I personally love the big wattled homers.But after seeing the new racing homer pictures shared in various internet sites, Facebook etc....i have a feeling the wattle size is progressively getting reduced in the present day homers.I know at end of the day nobody bothers about looks as long as the birds are doing good and getting better with performance ,but still Give your thoughts on this topic ?


----------



## blongboy (Nov 10, 2009)

that is true ..i do luv the big wattle in homers too


----------



## Shadybug Lofts (Mar 13, 2010)

Don't they increase in size with age. Most homers don't last long enough to grow large ones.


----------



## spirit wings (Mar 29, 2008)

I also think the trait is in certain lines of homers.. and perhaps those lines are getting lost.. It does seem allot of the the older pics the homers do have the fleshy large wattles.


----------



## NZ Pigeon (Nov 12, 2011)

The older breeds with the larger wattles are considered "slow these days" you still see them in some peoples distance birds but as far as the spring birds go it is rare to see them these days.

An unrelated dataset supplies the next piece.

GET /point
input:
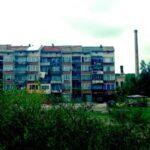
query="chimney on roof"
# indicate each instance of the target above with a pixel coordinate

Check this boy out. He is a Seon line and produces good young.










this was two years ago, He has a larger wattle now even. It does increase with age but they need the genetics there to begin with, Just like any breed, If they were select bred for this trait as in the dragoon and english carrier then the wattles would still be around and would probably be larger but like mentioned, People breed for race ability not large wattles.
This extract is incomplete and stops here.